A carbohydrate is a class of organic compounds. There are two types of carbohydrates: simple carbohydrates and complex carbohydrates.
Simple carbohydrates include glucose, fructose, and galactose which in turn can form sucrose, lactose, or maltose. Complex carbohydrates include starch, glycogen as well as fiber.
What are carbohydrates?
Carbohydrates are molecules composed mainly of carbon, hydrogen and oxygen atoms.
The term glucid comes from the word glyκýs or glukús which means sweet.
The main role of carbohydrates is to provide energy. This is obtained when the body transforms them into glucose. In excess, carbohydrates can also be converted to triglycerides or body fat.
Types of carbohydrates
Structurally, all types of carbohydrates are made up of similar elemental units called saccharides.
However, carbohydrates can be found in several food groups:
- Sugars: they’re short chain carbohydrates that contain one or two saccharides. Also known as monosaccharides or disaccharides, they are sweet and are quickly absorbed by the body. Some examples are glucose, galactose, sucrose, and fructose.
- Starches: they’re long chains of glucose molecules. They are usually found in vegetables and cereals. They are generally digested slowly by the body.
- Fiber: it is a particular type of carbohydrate, it cannot be digested for energy, so it does not provide calories. However, its consumption may have benefits for the intestinal flora.
- Sugar alcohols: due to their structure, they also fall into the category of carbohydrates, they are sweet but low in calories.
Are carbohydrates essential?
More and more people are reducing carbohydrates in their diet and claim that they are not an essential nutrient.
While this is technically true, as the body can function without carbohydrates. The fact that carbohydrates are not essential nutrients does not mean that they cannot be beneficial.
In fact, many carbohydrate foods are incredibly healthy. Vegetables and fruits are good examples of these foods that are accompanied by essential nutrients for the body.
According to May Clinic, a person should eat up to 225-325 grams of carbohydrates per day to keep their body in optimal health (1).
Bad carbohydrates or refined carbs
Refined carbohydrates are those that have had much of their essential nutrients and vegetable fiber content removed, and count as empty calories.
Examples of these foods are refined sugars and flours.
Several studies affirm that the consumption of refined carbohydrates is associated with health problems such as obesity and type 2 diabetes. Therefore, if you want to stay healthy, you should avoid this type of carbohydrate. (2.3)

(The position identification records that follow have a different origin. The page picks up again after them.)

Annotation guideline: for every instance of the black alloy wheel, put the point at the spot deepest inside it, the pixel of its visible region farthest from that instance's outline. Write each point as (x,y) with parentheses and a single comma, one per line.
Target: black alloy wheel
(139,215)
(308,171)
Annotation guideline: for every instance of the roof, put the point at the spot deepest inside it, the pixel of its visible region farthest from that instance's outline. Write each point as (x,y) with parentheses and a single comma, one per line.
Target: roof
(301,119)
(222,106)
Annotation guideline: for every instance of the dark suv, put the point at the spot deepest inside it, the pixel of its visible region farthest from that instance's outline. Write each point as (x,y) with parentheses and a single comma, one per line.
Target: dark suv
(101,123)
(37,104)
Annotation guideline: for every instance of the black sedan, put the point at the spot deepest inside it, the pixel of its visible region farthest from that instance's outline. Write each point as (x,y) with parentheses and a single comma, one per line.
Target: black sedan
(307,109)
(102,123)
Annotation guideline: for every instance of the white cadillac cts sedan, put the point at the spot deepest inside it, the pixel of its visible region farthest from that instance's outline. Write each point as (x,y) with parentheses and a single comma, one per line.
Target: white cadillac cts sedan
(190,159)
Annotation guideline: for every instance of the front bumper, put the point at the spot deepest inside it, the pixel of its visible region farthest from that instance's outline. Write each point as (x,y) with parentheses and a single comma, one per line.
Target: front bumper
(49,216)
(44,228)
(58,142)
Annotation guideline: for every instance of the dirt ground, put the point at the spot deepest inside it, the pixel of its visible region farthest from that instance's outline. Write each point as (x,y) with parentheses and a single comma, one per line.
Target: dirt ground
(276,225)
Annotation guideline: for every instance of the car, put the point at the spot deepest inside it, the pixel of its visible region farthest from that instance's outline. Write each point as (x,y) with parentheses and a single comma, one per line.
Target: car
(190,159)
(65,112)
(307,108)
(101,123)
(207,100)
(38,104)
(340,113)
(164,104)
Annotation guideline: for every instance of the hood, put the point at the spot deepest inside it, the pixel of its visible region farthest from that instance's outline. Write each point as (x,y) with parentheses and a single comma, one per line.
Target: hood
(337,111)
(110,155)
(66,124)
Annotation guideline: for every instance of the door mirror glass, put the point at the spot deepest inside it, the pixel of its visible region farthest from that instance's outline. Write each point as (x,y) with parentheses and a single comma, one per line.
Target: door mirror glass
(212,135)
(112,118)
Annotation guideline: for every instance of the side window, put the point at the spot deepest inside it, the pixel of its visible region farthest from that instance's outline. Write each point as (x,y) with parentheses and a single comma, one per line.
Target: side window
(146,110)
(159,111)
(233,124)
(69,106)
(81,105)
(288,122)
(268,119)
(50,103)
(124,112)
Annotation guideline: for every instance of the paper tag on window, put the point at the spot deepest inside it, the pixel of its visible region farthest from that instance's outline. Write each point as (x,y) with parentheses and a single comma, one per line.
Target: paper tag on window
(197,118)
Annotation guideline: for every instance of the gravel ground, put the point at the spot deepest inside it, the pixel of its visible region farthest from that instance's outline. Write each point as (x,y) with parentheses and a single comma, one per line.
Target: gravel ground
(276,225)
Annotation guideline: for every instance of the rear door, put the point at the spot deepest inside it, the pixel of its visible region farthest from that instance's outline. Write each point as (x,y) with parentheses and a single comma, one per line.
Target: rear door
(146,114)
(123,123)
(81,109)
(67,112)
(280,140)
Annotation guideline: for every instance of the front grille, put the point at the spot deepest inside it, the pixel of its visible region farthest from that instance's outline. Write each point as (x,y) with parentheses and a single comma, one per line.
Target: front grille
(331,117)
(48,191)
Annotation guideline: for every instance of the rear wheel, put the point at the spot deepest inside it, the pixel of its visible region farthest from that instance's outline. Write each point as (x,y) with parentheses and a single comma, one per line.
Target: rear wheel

Also, refined carbohydrate foods generally lack essential nutrients. In other words, they are “empty” calories.
How to choose good quality carbohydrates?
As a general rule, carbohydrates that are found in their natural form are of better quality, while those that have gone through several processes are not.
If it is a whole food, it is likely to be a healthy food, regardless of the carbohydrate content it has.
Excess sugar-type carbohydrates is not recommended, not only because they can cause weight gain and obesity, but also because of their oxidative activity. Diets high in glucose accelerate cellular aging.
Of course, in nutrition it is not only about eating carbohydrates, but about achieving a balance with the rest of the macronutrients.
The FAO (Food and Agriculture Organization) and WHO (World Health Organization) propose that 60% of the energy you need comes from good quality carbohydrates.
Good quality carbohydrates are:
- Whole vegetables
- Whole fruits
- Whole grains: oats, quinoa, brown rice, etc.
- Tubers: potatoes, sweet potatoes, etc.
Poor quality carbohydrates are:
- Refined sugars
- Drinks and juices with sugar
- Refined flour and white bread
- Bakery products: cookies, cakes, donuts, cakes, etc.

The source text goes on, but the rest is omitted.